American lawyer Sandra Day O'Connor testifying at a judicial hearing, September 1981

Keystone/Hulton Archive/Getty Images

Established by Article III of the U.S. Constitution, the Supreme Court of the United States first met on February 2, 1790 and heard its first case in 1792. It would take nearly two centuries -- another 189 years - - before this august yet single-sex body would more accurately reflect the composition of the nation it presided over with the advent of the court's first female associate justice.

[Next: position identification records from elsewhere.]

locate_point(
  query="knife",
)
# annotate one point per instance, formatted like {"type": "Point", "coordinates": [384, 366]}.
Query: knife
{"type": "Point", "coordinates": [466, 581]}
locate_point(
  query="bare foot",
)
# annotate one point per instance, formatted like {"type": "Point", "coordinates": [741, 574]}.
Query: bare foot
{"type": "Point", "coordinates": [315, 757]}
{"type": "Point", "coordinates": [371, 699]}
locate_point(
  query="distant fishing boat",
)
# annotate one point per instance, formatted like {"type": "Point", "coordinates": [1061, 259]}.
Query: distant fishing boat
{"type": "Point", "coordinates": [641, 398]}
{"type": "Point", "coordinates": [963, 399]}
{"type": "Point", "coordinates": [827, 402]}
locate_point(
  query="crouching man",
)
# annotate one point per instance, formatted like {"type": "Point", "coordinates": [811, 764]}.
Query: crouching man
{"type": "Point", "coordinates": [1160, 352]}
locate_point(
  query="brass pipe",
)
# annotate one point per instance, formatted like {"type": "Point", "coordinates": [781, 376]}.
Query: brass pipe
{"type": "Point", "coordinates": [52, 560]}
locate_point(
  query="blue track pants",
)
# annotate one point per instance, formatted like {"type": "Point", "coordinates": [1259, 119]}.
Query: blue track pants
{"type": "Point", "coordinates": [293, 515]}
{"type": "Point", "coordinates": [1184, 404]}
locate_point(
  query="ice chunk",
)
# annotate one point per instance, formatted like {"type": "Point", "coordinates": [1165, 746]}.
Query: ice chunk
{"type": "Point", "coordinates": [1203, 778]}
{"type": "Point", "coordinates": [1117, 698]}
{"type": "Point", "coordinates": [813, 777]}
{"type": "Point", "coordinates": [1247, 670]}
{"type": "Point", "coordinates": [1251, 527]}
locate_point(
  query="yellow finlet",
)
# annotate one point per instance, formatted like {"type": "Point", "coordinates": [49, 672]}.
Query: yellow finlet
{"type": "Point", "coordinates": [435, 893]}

In its 220-year history, only four women justices have served on the Supreme Court: Sandra Day O'Connor (1981-2005); Ruth Bader Ginsburg (1993-present); Sonia Sotomayor (2009-present) and former U.S. Solicitor General Elena Kagan (2010-present). The latter two, nominated by President Barack Obama, each earned a distinct footnote in history. Confirmed by the U.S. Senate on August 6, 2009, Sotomayor became the first Hispanic on the Supreme Court. When Kagan was confirmed on August 5, 2010, she changed the gender composition of the court as the third woman to serve simultaneously. As of October 2010, the Supreme Court became one-third female for the first time in its history.

The Supreme Court's first two women hailed from significantly different ideological backgrounds. The court's first female justice, Sandra Day O'Connor, was nominated by a Republican president in 1981 and was regarded as a conservative pick. The second female justice, Ruth Bader Ginsburg, was the choice of a Democratic president in 1993 and widely viewed as liberal.

The two women served together until O'Connor's retirement in 2005. Ginsburg remained as the lone female justice on the Supreme Court until Sonia Sotomayor took the bench in the fall of 2009.

Ginsburg's future as a justice remains uncertain; a February 2009 diagnosis of pancreatic cancer suggests she may need to step down if her health worsens.